Когда он выходит, в комнате наступает тишина. Как-то не говорится и не играется. «Что же делать теперь?» – этот вопрос снова во всей своей мучительной простоте и ясности встает перед Дубравиным. Сколько миллионов человек задавали его себе и давали человечеству свои ответы! И вот надо же, коснись он каждого из нас лично, и ответ приходится искать самому. В сумерках и закоулках своей души. «Как вернуть ее?» Мысли медленно и мучительно проворачиваются в его душе: «Поехать к ней! Немедленно! Сказать! Показать! А что показать? Что сказать? Уже все много раз сказано. Что я могу ей предложить? Пожениться? Так это смешно!» Он аж скрипит зубами от душевной боли.
Удар за ударом сыплются на него. Новая, взрослая жизнь началась совсем не так, как мечталось. Где оно, синее море? Где красивая форма, где кортик? Училище, правда, есть. Только форма в нем другая.
Трудно. Но он мало обращает на бытовуху внимания. Главное – их любовь. Эти две недели. Он жадно вспоминал их перед сном, на занятиях, в троллейбусе. Жил ею. Дышал. И все ему было нипочем. Пока он надеялся и верил. И вот это письмо.
«Как говорится, прямо под дых! Аж в зобу дыханье сперло!» – с усмешкой над самим собою хмыкает он.
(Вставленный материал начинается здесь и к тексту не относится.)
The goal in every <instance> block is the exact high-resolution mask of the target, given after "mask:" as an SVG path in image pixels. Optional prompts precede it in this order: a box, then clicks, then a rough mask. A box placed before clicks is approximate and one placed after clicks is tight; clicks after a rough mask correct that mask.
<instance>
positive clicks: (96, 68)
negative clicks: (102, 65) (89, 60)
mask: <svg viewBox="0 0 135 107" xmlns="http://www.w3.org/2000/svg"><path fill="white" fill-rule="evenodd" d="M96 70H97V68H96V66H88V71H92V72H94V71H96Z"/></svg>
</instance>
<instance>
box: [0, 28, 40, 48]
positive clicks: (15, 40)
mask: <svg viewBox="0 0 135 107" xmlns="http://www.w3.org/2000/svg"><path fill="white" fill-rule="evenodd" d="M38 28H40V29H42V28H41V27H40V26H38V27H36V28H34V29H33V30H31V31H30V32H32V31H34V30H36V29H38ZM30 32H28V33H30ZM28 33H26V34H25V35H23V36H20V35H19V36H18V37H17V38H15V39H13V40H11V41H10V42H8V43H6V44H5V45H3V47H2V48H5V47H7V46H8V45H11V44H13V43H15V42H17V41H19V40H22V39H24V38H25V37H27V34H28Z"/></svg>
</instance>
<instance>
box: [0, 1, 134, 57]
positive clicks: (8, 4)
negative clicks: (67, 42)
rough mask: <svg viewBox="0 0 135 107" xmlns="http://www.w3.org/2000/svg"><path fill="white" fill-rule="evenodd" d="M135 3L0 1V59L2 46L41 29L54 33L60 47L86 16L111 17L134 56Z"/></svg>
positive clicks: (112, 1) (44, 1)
Палахов, молча разглядывая карты, замечает эту усмешку.
– Че хмыкаешь?
– Да так. Письмо девушка прислала. Так тошно. Прощались, целовались. Я думал, ну, все – жизнь… А теперь все не так… Люблю – не люблю…
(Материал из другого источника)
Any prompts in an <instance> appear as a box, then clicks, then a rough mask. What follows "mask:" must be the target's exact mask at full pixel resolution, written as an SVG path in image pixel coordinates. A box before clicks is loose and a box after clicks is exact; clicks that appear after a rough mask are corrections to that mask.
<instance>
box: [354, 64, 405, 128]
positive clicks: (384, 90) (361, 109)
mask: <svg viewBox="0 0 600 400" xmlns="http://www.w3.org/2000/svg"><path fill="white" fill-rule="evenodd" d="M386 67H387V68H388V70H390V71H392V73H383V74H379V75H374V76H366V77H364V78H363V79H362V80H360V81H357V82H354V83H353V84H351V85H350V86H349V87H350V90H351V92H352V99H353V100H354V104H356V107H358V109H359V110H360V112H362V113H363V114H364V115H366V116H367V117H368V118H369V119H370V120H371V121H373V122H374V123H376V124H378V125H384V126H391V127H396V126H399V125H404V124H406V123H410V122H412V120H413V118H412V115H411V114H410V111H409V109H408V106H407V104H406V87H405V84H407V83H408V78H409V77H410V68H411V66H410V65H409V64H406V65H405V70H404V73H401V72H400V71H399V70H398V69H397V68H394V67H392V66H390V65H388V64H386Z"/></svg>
И Дубравин неожиданно для самого себя, да, наверное, и для Витьки, вдруг, ни с того ни с сего рассказывает свою историю этому совсем чужому для него белобрысому парню. Изливает всю накопившуюся тоску по дому, по друзьям, по любви…
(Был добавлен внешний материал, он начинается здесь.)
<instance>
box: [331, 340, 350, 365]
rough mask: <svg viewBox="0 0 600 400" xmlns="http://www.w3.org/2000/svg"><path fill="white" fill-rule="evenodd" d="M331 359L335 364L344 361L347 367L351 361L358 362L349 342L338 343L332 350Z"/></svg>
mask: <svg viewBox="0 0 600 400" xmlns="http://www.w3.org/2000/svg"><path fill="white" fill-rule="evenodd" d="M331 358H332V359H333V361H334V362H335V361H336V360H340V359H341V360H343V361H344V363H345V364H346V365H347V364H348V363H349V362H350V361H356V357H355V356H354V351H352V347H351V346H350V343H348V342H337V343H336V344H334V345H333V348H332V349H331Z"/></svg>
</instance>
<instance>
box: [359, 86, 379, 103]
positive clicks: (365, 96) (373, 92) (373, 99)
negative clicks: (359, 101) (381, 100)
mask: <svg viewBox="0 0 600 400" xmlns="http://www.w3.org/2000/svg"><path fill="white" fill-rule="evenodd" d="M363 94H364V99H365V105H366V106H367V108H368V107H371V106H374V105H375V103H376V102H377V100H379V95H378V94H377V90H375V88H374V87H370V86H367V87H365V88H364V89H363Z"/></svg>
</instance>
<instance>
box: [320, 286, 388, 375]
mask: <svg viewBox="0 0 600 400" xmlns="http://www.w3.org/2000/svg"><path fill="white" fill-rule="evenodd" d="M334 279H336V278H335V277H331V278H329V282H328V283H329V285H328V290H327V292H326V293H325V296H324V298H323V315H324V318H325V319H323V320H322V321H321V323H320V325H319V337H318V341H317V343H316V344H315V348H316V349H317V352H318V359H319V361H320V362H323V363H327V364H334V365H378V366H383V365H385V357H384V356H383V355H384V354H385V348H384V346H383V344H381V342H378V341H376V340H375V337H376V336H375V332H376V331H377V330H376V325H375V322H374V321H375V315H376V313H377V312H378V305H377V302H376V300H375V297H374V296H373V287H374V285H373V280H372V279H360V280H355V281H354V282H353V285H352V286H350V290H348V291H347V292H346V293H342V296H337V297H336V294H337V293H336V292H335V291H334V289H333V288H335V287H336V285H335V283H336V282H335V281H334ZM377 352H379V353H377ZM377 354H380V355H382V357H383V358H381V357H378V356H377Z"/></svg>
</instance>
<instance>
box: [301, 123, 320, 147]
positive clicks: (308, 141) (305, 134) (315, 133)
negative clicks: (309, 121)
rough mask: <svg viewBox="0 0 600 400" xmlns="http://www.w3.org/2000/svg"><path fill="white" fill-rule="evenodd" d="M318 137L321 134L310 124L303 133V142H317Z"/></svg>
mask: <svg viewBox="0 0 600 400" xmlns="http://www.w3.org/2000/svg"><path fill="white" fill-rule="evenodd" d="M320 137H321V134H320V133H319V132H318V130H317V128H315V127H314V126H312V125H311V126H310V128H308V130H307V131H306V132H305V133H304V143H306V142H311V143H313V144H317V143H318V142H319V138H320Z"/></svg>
– Да, братан, не сахар! – Видно, что его рассказ задел у Палахова какую-то свою больную струну. И куда только девалась вся его крутизна и приблатненность? – Но главное, братан, все живы, здоровы, а это значит, что все продолжается, – дрогнувшим голосом добавляет он.
Потом, сдвинув свои белесые брови, закуривает сигарету и исподлобья, блеснув голубыми, с зеленоватым оттенком глазами, начинает свой рассказ:
– Я любил ее еще со школы. Ну, знаешь, как это бывает. Ходили вместе в школу и из школы. Она была красивая. Знаешь, как мы любили друг друга? Теперешняя – тоже ничего. Но эта… Она была лучше всех…
Дубравин знает, что Витька любит прихвастнуть, соврать, и поэтому ждет, что он сейчас начнет рассказывать о своих победах, но, странное дело, неожиданно улавливает в голосе Палахова неподдельное волнение и искренность:
– Да, было времечко. Однажды на улице встретили ее какие-то ребята. По-видимому, они хотели заставить ее сдаться. Но она царапалась, кусалась. Тогда они толкнули ее под проходящий трамвай. Ей отрезало ноги. Я ходил к ней в больницу. Просил ее сказать, кто это сделал. У меня тогда был вальтер. Я бы их перестрелял. Она, увидев меня, отворачивалась и просила врача, чтобы меня не пускали… Знаешь… Я стоял перед нею на коленях, она меня била своими ладонями и кричала: «Уйди, уйди!». А мне казалось, что она меня гладит. Так я ее любил. Потом ее выписали. И она уже дома отравилась… Целый месяц я ходил как помешанный. Но ее уже не вернешь.